Он не умер в тот вечер понедельника в середине февраля, напротив, он чувствовал себя бессмертным, вися головой вниз под ярко-желтым краном, над деревянной оранжевой плитой в сильном синем свете прожекторов полицейской машины, сирены которой завывали с земли. Вегард Крог раскачивался, прижимая к груди первый экземпляр своей новой книги «Прыжок с тарзанкой».
До смерти Вегарда Крога оставалась неделя и три дня, но он, конечно, об этом не знал.
Ингер Йоханне никак не могла заставить себя полюбить Зигмунда Берли, он вел себя слишком неаппетитно, если можно так сказать. Он нагло и невозмутимо ковырял в носу, непрерывно портил воздух, не извиняясь при этом, ковырялся в ушах, грыз ногти при всех, а сейчас рвал грязную бумажную салфетку на мелкие кусочки, не думая о том, что обрывки разносит сквозняком по комнате.
– Он хороший парень, – говорил обычно Ингвар, пасуя перед неприятием Ингер Йоханне. – Просто немного невоспитанный. И потом, Зигмунд был единственный, кто действительно со мной разговаривал после смерти Элизабет и Трине.
На последний аргумент возразить было нечего. После трагической смерти первой жены и взрослой дочери Ингвар и сам чуть не погиб. Он не мог работать и впал в страшную депрессию, и именно Зигмунд своей неуклюжей, трогательной заботой вернул его к какому-то подобию существования.
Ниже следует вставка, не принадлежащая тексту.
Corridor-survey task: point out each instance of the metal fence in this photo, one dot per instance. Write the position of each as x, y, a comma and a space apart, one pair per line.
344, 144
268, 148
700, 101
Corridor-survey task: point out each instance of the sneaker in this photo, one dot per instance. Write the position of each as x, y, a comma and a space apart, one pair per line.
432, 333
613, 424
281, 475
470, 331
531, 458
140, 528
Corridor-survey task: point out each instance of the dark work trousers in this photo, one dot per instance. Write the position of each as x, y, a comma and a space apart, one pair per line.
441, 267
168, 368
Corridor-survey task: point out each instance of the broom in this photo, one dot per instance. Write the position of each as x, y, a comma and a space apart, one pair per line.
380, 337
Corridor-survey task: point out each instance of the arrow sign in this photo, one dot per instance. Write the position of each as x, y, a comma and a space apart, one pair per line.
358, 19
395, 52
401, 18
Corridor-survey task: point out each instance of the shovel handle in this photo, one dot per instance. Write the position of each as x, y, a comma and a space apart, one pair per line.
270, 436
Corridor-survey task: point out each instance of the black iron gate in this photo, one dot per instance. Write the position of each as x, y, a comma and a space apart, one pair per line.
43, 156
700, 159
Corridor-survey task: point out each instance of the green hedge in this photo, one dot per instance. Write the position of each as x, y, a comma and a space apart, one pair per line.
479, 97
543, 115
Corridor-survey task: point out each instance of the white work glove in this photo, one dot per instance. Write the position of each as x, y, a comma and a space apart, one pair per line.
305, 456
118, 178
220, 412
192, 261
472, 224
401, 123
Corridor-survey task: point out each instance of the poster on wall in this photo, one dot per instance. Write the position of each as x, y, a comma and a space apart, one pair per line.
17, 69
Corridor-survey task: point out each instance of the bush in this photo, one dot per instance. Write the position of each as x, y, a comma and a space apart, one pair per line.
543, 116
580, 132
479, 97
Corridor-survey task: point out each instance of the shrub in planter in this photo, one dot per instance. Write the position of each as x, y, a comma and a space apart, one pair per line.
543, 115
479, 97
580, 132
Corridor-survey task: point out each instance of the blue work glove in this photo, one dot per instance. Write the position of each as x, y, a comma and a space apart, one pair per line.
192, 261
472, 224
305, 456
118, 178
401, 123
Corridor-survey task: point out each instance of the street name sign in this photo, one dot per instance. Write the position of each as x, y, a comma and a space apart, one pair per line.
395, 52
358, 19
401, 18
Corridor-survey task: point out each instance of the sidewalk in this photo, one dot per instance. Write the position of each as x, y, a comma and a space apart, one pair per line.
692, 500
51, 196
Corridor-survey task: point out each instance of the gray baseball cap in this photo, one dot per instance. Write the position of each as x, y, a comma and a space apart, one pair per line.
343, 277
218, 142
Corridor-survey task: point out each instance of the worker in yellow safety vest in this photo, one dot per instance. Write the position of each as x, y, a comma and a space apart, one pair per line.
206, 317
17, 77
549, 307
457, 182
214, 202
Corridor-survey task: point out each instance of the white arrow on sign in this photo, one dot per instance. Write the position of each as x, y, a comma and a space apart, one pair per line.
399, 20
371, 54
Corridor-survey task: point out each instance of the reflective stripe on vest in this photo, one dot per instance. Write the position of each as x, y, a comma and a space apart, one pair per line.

Только через два года после трагедии, когда он встретил Ингер Йоханне, Ингвар начал вновь жить.
– Что значит козявка на штанине против настоящей дружбы? – спрашивал Ингвар.
И теперь Зигмунд сидел на стуле в их кухне и накладывал себе тройную порцию приготовленной на гриле курицы и салата из рукколы.
– Ты отлично готовишь, – сказал он и широко улыбнулся, взгляд его при этом был направлен на Ингвара.
– Спасибо, – ответила Ингер Йоханне.
– Я сделал только заправку для салата, – скромно заметил Ингвар, поддразнивая ее. – Заправка – это самое главное. Но повар в этом доме – Ингер Йоханне. А я просто... гурман. Я беру на себя самое сложное – нюансы. Те самые, которые превращают обычные блюда в... – Он засмеялся, когда она ударила его кухонным полотенцем. – Ингер Йоханне терпеть не может, когда ее дразнят, – сказал он, привлекая ее к себе. – Но вообще она неплохой человек. – И он поцеловал ее, не отпуская от себя.
– Ссоры на кухне, – начал Зигмунд и смущенно скомкал салфетку, а обрывки собрал в кучку, не представляя, что с ними делать, – могут разгореться из-за пустяка.
– Да, – согласился Ингвар, выпустил из объятий жену и перешел к делу. – Но я все-таки думаю, что мы должны иметь это в виду, это может что-то значить. Кари Мундаль и Рудольф Фьорд не просто серьезно сцепились, ссора была настолько важной, что они пропустили хорошо подготовленную речь Хёля Мундаля. Это очень не похоже на Кари – упустить такой случай повосхищаться своим мужем и поддержать его. А Рудольф Фьорд казался очень возбужденным.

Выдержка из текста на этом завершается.